As Chairman and Ranking Member of the House Ways and Means Committee, Neal and Brady maintain a close working relationship. This extends to the issue of WEP reform, which has long been viewed as a bipartisan issue. And while having filed differing proposals to reform WEP, both Congressmen have publicly vowed to continue working together toward a common solution that can successfully pass Congress this session.
Neal’s proposal, H.R. 4540, would install a monthly WEP relief payment of $150 for retirees who first become eligible for Social Security before 1/1/22. Under Brady’s proposal, a $100 per month rebate would be paid to impacted retirees. In order to be eligible for Social Security, a retiree must be at least 62 years of age AND have 40 or more quarters under Social Security. Please note, 40 quarters (10 years) is the minimumrequirement for eligibility to receive a Social Security benefit. Workers covered by Social Security for a full career have at least 120 quarters (30 years) of substantial earnings under the federal program and receive a full benefit.
Both Neal and Brady propose a new proportional Social Security formula for those first eligible to receive Social Security benefits on or after 1/1/22. This new formula accurately calculates time within the Social Security system vs. time under a non-covered plan. Each holds harmless those public employees with substantial service under both Social Security and a non-covered pension. This provision addresses concerns that had been raised regarding the so-called “30-year rule”, whereby public retirees with 30 or more years of substantial earnings under Social Security are fully exempt from the WEP.
However, where these proposals differ is the length of time afforded the hold-harmless clause. While Neal’s H.R. 4540 makes the hold-harmless permanent into the future, Brady’s H.R. 3934 sunsets the provision after 1/1/2061.
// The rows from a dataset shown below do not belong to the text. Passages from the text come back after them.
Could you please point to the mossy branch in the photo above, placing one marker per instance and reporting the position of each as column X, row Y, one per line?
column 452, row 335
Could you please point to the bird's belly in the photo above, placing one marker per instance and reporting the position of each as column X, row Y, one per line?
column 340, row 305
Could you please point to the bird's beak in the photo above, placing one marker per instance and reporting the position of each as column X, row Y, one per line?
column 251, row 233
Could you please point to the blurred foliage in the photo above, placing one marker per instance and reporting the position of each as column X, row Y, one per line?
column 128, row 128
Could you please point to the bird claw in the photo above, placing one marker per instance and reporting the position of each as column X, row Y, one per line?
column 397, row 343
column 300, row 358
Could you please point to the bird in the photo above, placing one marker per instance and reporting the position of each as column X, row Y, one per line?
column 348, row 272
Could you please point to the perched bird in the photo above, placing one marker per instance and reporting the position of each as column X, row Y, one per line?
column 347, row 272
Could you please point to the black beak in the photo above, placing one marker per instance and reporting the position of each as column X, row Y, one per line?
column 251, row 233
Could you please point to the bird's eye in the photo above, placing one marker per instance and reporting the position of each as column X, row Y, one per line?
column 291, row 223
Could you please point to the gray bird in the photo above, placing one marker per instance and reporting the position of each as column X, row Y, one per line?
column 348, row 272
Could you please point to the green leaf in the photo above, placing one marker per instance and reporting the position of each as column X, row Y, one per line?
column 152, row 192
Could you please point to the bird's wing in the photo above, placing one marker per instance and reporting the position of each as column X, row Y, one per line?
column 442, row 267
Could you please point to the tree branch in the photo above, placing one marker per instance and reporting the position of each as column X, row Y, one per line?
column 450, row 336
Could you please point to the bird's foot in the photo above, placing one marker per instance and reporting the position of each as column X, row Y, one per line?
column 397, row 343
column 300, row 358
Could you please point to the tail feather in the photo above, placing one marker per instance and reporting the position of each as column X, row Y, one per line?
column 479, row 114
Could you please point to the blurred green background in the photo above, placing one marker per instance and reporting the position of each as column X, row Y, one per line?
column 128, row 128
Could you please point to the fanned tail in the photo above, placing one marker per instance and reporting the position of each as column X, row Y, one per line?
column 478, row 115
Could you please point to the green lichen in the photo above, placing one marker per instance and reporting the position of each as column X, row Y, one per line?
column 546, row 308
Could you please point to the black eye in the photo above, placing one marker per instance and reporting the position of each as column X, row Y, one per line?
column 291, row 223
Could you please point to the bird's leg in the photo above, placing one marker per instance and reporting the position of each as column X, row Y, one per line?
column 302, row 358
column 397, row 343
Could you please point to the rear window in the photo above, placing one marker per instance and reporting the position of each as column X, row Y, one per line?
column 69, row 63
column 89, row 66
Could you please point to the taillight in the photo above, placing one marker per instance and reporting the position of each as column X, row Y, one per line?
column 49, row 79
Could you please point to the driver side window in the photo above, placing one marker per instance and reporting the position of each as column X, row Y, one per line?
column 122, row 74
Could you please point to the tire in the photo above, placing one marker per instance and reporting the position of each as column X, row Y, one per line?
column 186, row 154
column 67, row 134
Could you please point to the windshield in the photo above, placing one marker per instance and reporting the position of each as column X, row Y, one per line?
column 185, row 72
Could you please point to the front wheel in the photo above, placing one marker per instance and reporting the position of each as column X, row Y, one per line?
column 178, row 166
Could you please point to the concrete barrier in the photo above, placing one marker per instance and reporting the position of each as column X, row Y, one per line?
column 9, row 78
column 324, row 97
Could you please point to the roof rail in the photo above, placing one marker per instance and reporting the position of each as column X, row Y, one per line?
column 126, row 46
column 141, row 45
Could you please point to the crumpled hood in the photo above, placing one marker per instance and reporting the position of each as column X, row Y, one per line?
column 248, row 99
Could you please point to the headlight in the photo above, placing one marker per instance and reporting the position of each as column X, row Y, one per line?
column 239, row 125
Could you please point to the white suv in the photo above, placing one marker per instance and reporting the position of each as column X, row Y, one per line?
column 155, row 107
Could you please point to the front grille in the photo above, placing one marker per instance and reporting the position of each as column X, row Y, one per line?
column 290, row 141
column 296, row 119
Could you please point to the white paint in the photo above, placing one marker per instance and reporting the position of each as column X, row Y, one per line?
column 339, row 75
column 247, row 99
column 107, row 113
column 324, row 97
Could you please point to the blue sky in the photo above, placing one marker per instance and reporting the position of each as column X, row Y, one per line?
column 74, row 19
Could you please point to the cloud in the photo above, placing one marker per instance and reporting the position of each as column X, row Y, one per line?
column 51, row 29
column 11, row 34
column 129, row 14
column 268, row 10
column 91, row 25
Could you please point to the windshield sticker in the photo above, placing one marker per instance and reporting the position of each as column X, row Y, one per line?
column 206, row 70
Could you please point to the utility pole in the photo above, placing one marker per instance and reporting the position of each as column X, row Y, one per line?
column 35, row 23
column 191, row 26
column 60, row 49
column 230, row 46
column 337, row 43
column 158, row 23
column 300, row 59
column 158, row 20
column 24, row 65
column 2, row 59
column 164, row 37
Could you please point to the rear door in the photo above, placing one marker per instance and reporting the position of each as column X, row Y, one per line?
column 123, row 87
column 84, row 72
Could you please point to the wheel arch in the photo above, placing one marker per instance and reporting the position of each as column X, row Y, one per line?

Some 73,000 Massachusetts residents have seen their Social Security benefits reduced by the WEP, with retirees losing hundreds of dollars per month on average. Massachusetts is one of 7 states where most, if not all, of the public workforce is outside of Social Security and does not contribute to the federal program as a government worker.
As previously reported, reform of the Government Pension Offset (GPO) law is not included within Neal’s or Brady’s proposals. The GPO impacts spousal Social Security benefits. At this time, a consensus does not exist nationally or within Congress on how to reform the GPO.